On Friday, July 6 at 16:00 CEST (14:00 UTC) the Accedo One team observed an increasing amount of errors on Publish API endpoints and elevated response times.
#Incident Details
During the investigation, the issue was identified to be caused by an abnormally large increase of traffic on Publish API endpoints. Observed traffic was approximately ten times the overall normal traffic on the system (including high-load events, such as World Cup 2018) with majority of the traffic targeting Publish endpoints.
#Resolution Details
As part of an immediate resolution, an additional short-lived cache tier was placed in front of Publish endpoints. Additional compute capacity was also deployed to offload the underlying services and allow systems to return back to a regular operational state.
At 17:09 CEST (15:09 UTC) all Accedo One APIs returned fully to their operational state.
#Mitigation & Planned Actions
The changes implemented during last night’s incident remain in place, as well as new fixes to be put in place, as outlined below.
Accedo One has identified opportunities for scalability improvements for Publish endpoints and will immediately prioritize improvements to the related services. These changes will provide better availability during abnormal load spikes for Publish endpoints, with the intended goal of minimizing service degradation times. These upgrades will be rolled out as soon as possible, but not before the end of the World Cup.
Additionally, the Accedo One team is investigating other complimentary solutions, such as rate limiting, to improve resilience of the entire system and increase protection of our customers.

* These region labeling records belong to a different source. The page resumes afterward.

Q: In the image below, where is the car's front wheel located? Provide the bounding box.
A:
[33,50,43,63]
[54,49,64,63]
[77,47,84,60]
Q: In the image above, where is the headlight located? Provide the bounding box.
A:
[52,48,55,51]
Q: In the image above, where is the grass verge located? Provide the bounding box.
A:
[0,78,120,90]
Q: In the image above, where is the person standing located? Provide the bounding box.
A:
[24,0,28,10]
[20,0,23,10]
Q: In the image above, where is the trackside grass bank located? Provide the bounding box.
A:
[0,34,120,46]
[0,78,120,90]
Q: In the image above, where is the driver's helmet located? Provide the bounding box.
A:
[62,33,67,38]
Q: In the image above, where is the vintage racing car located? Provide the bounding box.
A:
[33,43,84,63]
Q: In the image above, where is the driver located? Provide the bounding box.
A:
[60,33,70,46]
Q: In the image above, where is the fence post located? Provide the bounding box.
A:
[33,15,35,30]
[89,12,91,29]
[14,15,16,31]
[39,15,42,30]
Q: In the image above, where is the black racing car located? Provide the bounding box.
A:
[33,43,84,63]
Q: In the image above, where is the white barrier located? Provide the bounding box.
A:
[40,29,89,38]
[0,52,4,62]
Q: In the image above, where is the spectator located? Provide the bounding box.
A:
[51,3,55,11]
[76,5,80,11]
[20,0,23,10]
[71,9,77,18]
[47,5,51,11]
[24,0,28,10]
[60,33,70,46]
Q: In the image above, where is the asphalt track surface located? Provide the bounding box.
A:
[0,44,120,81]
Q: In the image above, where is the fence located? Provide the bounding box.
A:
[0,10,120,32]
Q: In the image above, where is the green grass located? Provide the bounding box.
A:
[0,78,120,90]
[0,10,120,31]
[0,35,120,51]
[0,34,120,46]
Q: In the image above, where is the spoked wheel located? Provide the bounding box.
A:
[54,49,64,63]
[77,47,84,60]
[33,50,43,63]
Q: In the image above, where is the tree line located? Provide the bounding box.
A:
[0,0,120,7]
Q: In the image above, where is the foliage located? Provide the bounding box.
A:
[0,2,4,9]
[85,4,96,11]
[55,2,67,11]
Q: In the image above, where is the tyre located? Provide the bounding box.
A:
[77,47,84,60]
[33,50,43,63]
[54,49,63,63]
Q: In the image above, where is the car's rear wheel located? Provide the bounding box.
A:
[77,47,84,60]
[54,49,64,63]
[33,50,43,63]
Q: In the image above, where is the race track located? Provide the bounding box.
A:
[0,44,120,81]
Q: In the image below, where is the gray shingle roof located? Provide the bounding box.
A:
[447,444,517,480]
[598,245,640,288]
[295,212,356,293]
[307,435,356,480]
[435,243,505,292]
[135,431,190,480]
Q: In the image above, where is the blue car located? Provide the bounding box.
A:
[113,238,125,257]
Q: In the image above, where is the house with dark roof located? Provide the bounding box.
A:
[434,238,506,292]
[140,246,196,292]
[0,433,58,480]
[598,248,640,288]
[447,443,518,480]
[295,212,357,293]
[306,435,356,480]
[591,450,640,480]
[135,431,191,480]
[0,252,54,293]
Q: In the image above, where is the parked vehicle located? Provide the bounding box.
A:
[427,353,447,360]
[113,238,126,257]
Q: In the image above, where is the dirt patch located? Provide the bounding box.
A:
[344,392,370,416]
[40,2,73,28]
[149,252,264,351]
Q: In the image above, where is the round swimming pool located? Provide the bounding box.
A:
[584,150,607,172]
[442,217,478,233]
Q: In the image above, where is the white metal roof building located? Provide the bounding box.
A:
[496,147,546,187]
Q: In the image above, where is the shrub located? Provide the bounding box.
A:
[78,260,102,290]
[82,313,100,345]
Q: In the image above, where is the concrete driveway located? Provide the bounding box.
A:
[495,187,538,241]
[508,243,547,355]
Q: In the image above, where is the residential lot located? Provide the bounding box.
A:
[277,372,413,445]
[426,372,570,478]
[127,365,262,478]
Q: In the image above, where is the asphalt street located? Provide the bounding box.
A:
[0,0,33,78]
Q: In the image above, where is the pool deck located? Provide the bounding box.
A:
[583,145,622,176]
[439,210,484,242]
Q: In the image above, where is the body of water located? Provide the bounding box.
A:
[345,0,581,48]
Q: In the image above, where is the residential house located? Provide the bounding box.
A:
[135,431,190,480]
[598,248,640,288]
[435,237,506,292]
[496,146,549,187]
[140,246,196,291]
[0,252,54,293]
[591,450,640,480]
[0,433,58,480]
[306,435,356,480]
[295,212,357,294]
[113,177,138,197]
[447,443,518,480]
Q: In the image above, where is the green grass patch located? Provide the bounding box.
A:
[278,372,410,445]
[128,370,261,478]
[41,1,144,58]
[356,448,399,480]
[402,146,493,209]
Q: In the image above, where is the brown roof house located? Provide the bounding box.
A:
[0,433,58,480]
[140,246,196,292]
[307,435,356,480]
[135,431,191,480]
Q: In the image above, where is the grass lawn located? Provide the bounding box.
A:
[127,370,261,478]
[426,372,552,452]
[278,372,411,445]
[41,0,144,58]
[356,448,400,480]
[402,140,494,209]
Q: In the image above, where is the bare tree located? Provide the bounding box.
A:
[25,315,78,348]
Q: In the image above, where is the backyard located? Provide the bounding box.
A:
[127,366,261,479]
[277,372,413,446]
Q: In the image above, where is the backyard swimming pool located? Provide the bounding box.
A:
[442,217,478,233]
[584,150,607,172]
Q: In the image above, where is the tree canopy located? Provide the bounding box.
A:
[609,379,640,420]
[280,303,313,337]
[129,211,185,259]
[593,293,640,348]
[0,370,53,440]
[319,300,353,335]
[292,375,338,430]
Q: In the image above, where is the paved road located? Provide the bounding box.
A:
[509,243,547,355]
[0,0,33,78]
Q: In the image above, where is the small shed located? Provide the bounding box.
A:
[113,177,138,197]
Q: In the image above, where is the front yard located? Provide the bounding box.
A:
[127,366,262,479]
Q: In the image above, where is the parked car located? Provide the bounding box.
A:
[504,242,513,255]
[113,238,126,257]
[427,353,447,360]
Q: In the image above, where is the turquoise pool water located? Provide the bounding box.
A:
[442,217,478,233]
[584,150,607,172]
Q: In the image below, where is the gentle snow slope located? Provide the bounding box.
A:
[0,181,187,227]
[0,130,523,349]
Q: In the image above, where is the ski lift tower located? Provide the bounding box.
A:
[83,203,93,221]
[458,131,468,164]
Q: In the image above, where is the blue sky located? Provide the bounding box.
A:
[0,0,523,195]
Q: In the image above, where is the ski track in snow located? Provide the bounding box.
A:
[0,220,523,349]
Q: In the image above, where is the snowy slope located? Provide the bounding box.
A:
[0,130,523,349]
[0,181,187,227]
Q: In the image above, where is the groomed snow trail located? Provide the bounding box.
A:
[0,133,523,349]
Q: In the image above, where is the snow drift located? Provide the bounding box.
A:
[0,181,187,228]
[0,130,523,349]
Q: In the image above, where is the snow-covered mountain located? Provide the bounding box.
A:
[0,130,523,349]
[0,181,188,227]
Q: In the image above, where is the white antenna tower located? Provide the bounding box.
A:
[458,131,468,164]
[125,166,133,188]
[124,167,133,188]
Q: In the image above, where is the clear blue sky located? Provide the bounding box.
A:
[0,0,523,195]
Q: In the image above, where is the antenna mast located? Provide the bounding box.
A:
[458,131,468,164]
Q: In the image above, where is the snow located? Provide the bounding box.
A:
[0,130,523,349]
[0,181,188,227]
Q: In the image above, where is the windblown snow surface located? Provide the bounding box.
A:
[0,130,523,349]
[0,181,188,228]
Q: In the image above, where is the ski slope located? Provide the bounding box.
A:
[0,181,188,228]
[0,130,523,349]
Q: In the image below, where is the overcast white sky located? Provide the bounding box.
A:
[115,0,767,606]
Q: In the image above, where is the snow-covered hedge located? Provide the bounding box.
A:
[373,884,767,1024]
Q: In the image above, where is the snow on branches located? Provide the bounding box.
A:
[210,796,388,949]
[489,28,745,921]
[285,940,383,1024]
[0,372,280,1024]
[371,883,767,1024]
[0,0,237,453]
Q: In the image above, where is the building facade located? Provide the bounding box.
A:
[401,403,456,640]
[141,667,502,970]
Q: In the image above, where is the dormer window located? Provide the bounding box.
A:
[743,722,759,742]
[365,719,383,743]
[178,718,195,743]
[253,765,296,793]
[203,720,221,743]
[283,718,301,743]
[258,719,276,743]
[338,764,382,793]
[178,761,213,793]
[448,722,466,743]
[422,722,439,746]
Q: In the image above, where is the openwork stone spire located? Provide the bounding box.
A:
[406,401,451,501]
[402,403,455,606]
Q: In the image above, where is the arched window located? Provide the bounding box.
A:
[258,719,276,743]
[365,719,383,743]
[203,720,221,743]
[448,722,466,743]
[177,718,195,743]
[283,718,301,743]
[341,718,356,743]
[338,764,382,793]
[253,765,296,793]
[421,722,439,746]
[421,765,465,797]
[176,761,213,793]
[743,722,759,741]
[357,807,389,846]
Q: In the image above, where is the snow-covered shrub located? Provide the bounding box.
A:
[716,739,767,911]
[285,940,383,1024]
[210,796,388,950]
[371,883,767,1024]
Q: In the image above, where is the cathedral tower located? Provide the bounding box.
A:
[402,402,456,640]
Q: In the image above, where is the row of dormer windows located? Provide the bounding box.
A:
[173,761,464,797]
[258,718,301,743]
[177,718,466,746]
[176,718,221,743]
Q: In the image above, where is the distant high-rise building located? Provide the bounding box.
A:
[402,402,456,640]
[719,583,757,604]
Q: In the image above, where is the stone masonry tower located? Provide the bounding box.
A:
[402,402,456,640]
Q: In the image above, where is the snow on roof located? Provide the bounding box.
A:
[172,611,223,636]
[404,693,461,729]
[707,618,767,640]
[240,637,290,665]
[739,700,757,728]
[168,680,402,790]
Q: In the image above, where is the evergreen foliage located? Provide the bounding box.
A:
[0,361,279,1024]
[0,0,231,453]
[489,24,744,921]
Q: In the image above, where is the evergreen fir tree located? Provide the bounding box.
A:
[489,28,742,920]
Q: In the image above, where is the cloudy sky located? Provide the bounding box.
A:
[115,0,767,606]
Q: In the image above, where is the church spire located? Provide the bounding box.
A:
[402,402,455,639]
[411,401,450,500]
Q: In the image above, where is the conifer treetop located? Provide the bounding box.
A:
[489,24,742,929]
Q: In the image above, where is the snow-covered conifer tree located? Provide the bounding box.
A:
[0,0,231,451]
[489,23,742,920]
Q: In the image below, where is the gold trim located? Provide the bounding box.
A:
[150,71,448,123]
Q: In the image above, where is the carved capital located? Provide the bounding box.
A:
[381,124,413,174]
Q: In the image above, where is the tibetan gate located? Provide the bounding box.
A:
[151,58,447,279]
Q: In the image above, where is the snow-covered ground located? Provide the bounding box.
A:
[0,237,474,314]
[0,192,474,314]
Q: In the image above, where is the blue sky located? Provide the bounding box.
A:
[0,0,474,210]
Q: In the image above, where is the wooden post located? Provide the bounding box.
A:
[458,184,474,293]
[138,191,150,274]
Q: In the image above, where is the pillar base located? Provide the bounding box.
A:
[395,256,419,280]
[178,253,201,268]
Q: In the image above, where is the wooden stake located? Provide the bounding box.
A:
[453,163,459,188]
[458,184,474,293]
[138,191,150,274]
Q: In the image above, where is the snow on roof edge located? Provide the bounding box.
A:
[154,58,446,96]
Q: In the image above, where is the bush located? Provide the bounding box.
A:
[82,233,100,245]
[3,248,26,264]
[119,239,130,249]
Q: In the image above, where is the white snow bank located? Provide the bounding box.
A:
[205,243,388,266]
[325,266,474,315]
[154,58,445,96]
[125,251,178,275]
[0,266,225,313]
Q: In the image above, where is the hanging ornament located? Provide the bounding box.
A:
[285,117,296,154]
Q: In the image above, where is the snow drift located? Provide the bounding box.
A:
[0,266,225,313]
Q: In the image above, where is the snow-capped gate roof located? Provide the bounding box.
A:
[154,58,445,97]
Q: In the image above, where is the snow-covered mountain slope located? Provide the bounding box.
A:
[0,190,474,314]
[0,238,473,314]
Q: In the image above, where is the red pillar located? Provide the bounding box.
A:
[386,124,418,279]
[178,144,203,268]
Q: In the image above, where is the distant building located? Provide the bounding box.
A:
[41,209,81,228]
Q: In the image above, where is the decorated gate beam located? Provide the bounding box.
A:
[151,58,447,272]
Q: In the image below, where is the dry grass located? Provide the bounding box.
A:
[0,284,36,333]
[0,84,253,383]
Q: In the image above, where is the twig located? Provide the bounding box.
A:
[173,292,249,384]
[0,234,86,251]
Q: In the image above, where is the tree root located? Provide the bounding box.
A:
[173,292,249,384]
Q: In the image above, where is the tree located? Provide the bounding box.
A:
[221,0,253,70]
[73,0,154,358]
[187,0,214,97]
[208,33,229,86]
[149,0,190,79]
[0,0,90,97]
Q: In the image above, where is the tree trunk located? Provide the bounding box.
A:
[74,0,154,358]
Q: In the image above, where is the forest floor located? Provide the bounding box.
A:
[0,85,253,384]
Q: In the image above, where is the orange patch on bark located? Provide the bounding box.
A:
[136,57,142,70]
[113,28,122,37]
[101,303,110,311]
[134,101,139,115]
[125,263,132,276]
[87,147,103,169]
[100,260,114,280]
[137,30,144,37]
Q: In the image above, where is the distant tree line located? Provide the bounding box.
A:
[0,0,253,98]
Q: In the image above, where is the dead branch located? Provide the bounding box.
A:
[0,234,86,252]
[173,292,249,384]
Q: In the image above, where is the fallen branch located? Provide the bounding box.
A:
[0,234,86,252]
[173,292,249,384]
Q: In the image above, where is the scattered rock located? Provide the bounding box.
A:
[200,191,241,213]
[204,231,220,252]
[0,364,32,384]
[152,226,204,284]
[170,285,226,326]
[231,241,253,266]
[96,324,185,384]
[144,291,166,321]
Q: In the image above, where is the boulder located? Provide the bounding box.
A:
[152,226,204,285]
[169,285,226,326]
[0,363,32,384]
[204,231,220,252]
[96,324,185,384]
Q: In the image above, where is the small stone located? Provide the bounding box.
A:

Specifically, during the remaining World Cup games, which are expected to provide significant load spikes, we will continue to have high operational capacity, including additional live monitoring capabilities, and will deploy short-lived caching and additional compute capacity which were successful mitigation effects. This will resolve any issues for the remaining games.
With all distributed systems, it is always recommended to retain a fallback cache in the middleware and implement an incremental back-off mechanism to allow for systems to recover in case of any failures, especially due to excessive spikes in load.